What I find most interesting about the superficial back line is the connection to the bladder meridian in Chinese Medicine theory. In fact, their pathways are almost identical. In Chinese Medicine theory, the bladder meridian is part of the water element which is associated seasonally with winter. Winter represents the most Yin aspect in Chinese Medicine. Qualities of yin are slow, dark, cold, an inward energy compared to those of yang which are fast, bright, hot, an outward energy. Winter is an important time to nourish the yin qualities through introspective practices to harmonize and balance the body, and its relationship to nature.

The following practice focuses on the connection between the superficial back line and the kidney and bladder meridians. May this practice nourish your body and mind from the inside out and help you to settle into to the winter months. Enjoy!

Practice to Cultivate Balance through the Back Line

Myofascial Releases:

1. Begin standing with a tennis ball or myofascial release ball near a wall for balance. Roll out one foot at a time, working the arches, ball of the foot and even into the heal. 30-60 seconds. Pause between sides in a brief forward fold to notice the difference. Repeat the second side.

2. Seated, using tennis balls or myofascial release balls, one leg at time roll the calves (using a block under the calf for support), then roll the hamstrings, switch sides.

Pose 1: Supported Calf Myofascial Release
Pose 2: Hamstring Myofascial Release

3. Roll the erectors, using your myofascial release balls or tennis balls. Sometimes it’s helpful to put 2 balls into a sock (use the wall as a gentler modification).

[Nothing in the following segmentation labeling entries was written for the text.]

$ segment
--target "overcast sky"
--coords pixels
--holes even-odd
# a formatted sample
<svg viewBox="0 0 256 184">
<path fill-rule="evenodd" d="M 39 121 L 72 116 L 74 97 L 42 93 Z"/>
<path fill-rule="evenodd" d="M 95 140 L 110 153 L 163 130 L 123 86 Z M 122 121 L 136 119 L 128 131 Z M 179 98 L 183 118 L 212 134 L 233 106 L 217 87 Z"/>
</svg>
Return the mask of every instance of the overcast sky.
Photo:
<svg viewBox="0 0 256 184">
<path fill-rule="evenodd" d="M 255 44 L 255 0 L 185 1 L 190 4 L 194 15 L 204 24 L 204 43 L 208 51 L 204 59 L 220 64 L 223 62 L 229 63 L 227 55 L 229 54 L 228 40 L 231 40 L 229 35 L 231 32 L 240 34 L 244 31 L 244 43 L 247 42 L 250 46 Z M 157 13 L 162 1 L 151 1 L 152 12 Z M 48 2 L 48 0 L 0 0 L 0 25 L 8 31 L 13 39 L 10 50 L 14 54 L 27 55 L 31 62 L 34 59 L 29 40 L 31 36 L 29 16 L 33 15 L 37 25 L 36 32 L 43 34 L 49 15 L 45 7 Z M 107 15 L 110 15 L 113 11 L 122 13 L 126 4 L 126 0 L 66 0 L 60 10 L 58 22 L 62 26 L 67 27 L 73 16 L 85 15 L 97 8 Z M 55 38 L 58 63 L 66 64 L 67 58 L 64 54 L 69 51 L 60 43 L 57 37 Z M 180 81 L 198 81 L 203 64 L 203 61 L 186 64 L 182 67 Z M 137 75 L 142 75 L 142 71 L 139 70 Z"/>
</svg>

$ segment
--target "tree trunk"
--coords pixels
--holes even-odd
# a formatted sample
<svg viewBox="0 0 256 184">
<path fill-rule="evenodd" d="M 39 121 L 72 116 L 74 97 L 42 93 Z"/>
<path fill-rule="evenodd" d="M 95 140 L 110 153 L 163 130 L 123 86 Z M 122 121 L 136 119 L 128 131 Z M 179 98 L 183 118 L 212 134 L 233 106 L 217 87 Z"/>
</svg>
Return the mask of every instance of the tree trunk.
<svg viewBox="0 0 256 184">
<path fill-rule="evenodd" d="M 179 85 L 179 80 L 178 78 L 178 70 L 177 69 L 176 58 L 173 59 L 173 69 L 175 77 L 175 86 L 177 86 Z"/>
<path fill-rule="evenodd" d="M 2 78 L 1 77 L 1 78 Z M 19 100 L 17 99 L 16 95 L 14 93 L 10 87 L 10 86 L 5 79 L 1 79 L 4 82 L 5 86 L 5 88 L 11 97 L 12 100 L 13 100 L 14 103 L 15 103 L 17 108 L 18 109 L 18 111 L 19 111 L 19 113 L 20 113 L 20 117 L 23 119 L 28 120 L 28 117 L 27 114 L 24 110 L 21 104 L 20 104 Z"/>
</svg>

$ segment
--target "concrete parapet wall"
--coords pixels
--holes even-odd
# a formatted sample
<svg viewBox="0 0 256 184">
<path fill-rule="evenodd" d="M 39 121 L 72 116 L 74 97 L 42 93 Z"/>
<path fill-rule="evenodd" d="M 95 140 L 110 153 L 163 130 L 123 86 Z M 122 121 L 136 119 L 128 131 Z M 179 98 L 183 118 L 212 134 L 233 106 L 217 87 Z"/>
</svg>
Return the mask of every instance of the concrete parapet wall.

4. Roll back of the neck with a block on the medium height. The closer edge of the block should sit at the base of the skull so the neck is off of the block.

Breath Exercises

1. Lying on our backs with feet into the mat about hip-width take a moment to observe sensations in the body. Begin to connect with the breath.

2. Adding belly breath, begin to contract the transverse abdominals (TVA). On the exhale, draw in around the spine, cinching around the waistline as if you were putting on a belt. Notice the connection we have from the front body to the back body through our diaphragm and abdominal wall.

Yoga Poses

1. From all fours take some variations on cat/cow.

Pose 1: Cow
Pose 2: Cat

2. Bird Dog (lifting alternate arms and legs in tabletop) paying attention to the connection around the waist and through the back side of the body.

3. Salabhasana noticing the awakening of the back line from heels to head. Draw in around the belly to support the spine.

4. Crescent Lunge to Warrior 3 variation, moving slowly and mindfully.

Pose 1: Crescent Lunge
Pose 2: Warrior 3

4. Seated, perform a forward fold of choice (Paschimottasana, Janu Sirsasana, Upavista Konasana) adding any props to support the body in a longer hold. Let the focus and intention be on the breath. Create stillness in the body to tune in and listen.

5. Lying on back Supported Bridge with either a block or bolster under the hips/sacrum.

6. Supta Padangusthasana with a strap, hold each side for 2-3 minutes with a pause between sides.

14. Set up Savasana in the Divine Heart Opener. Accordion fold a blanket( about 2 inches in width) so that it rests down the length of your spine. Let the hips be free on the mat or can rest on a folded square blanket for support. A bolster under the knees might feel nice if there is any lower back pain.